---
title: World Models for Medicine — Why Healthcare Is Where This Research Agenda Has Its Sharpest Edge
---

# World Models for Medicine — Why Healthcare Is Where This Research Agenda Has Its Sharpest Edge

Yann LeCun's AMI just raised $1B around a central bet: that the path to truly intelligent AI runs through world models — systems that build internal representations of how the world works, rather than pattern-matching on surface statistics.

I think this bet is right. And I think medicine is the domain where it will be proven most decisively.

Here's the argument.

## What Yann Got Right (and Why It Took This Long to Show Up in Healthcare)

The core intuition behind JEPA — Joint Embedding Predictive Architecture — is deceptively simple: stop reconstructing inputs. Predict latent structure instead.

Reconstruction-based objectives (masked autoencoders, diffusion models, VAEs) force the model to account for every pixel, every voxel, every token. In natural images, that's often fine — the signal is dense, noise is low, and the structure you care about is legible at the pixel level.

But there's a class of data where reconstruction is not just suboptimal — it's actively harmful. And that class is medical imaging.

## Two Properties That Break Pixel Reconstruction in Medicine

**1. Measurements are noisy by design.**

Medical imaging is a physical process, not a photograph. Ultrasound uses acoustic waves that scatter, attenuate, and reflect based on tissue density, operator angle, probe frequency, and patient anatomy. The result is speckle — a granular noise pattern that is coherent enough to look like signal but carries no clinical information.

CT has beam hardening. MRI has susceptibility artifacts, motion ghosting, field inhomogeneity. Pathology slides have staining variation and sectioning artifacts. X-ray has scatter and positioning variation.

When you ask a model to reconstruct these images, you are asking it to spend capacity explaining variance that is physically uninformative. The model learns the scanner. Not the patient.

**2. Physiology is a process, not a snapshot.**

The heart does not just look like something. It does something. Left ventricular ejection fraction is a ratio of volumes across time. Wall motion abnormalities are temporal asymmetries. Valve regurgitation is a flow pattern. Diastolic dysfunction is a pressure-volume relationship that unfolds across the cardiac cycle.

These are not properties you can read from a single frame. They require understanding how the system evolves — its dynamics. A model that learns from static or independently-masked frames will learn anatomy. A model that learns to predict forward in latent space will learn physiology.

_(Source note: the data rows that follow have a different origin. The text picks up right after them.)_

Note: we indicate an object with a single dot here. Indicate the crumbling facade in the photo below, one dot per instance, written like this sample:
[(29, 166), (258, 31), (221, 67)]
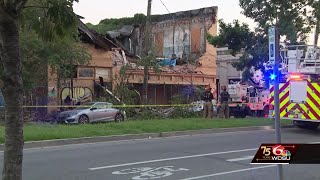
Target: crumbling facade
[(180, 37)]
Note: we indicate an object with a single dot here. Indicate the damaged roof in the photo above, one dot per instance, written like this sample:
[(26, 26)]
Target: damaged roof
[(99, 40), (207, 12), (124, 31)]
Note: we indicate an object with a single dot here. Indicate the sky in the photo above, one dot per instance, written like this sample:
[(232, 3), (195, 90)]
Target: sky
[(96, 10)]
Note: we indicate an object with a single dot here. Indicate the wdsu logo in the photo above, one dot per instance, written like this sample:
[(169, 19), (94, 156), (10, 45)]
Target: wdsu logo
[(280, 153), (274, 153)]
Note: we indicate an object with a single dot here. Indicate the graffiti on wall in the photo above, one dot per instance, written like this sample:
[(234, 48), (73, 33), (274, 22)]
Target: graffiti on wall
[(80, 94)]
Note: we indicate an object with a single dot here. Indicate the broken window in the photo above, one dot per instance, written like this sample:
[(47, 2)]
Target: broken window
[(158, 42), (86, 72), (105, 73), (195, 40)]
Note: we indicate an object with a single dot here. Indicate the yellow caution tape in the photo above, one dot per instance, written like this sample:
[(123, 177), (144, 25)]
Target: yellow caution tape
[(118, 106)]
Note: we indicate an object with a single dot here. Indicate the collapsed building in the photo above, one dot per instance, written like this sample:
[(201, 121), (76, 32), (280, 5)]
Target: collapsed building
[(180, 46)]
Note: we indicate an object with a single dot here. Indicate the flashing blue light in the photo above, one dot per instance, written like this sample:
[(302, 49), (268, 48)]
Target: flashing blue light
[(272, 76)]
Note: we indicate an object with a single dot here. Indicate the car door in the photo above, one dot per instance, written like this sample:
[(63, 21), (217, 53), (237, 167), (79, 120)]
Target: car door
[(108, 114), (97, 112)]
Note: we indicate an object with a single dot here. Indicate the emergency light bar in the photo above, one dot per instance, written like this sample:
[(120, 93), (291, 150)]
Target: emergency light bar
[(297, 77)]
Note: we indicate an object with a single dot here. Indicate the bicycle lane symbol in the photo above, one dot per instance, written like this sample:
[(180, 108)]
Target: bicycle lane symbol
[(144, 173)]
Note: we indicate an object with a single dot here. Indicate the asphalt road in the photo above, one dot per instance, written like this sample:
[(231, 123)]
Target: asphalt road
[(216, 156)]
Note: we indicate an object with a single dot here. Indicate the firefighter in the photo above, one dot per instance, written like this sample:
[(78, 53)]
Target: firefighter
[(224, 98), (207, 106)]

This is the precise gap that world models close.

## EchoJEPA: The Experiment

Together with @alifmunim and guidance from the Meta FAIR team (@garridoq_, @koustuvsinha), we built EchoJEPA — a JEPA-based world model trained on 18M echocardiograms from 300K patients.

The design follows Yann's prescription directly: the encoder learns to predict the latent representation of spatiotemporal regions from context, without reconstructing pixels. The model is forced to organize its representations around what is predictable across time — heart structure, motion patterns, chamber geometry — and discard what is not: speckle, acquisition noise, probe positioning.

The results across frozen encoder evaluations (no fine-tuning):

- **20% reduction in LVEF prediction error** vs reconstruction baselines
- **79% accuracy with 1% of labels** (vs 42% for baselines using 100% of labels)
- **2% degradation under acoustic artifacts** (vs 17% for baselines)
- **Zero-shot transfer to pediatric echo** that beats all fine-tuned comparisons

These margins are not incremental. A 37-point accuracy gap at 1% labels is not about hyperparameters. It reflects a structural difference in what the representations have learned to encode.

When we project the learned embeddings:

- Prior reconstruction methods → diffuse, entangled clusters
- EchoJEPA → clean anatomical and functional organization, with structure separated from acquisition noise

The model has, without supervision, learned to organize the cardiac cycle.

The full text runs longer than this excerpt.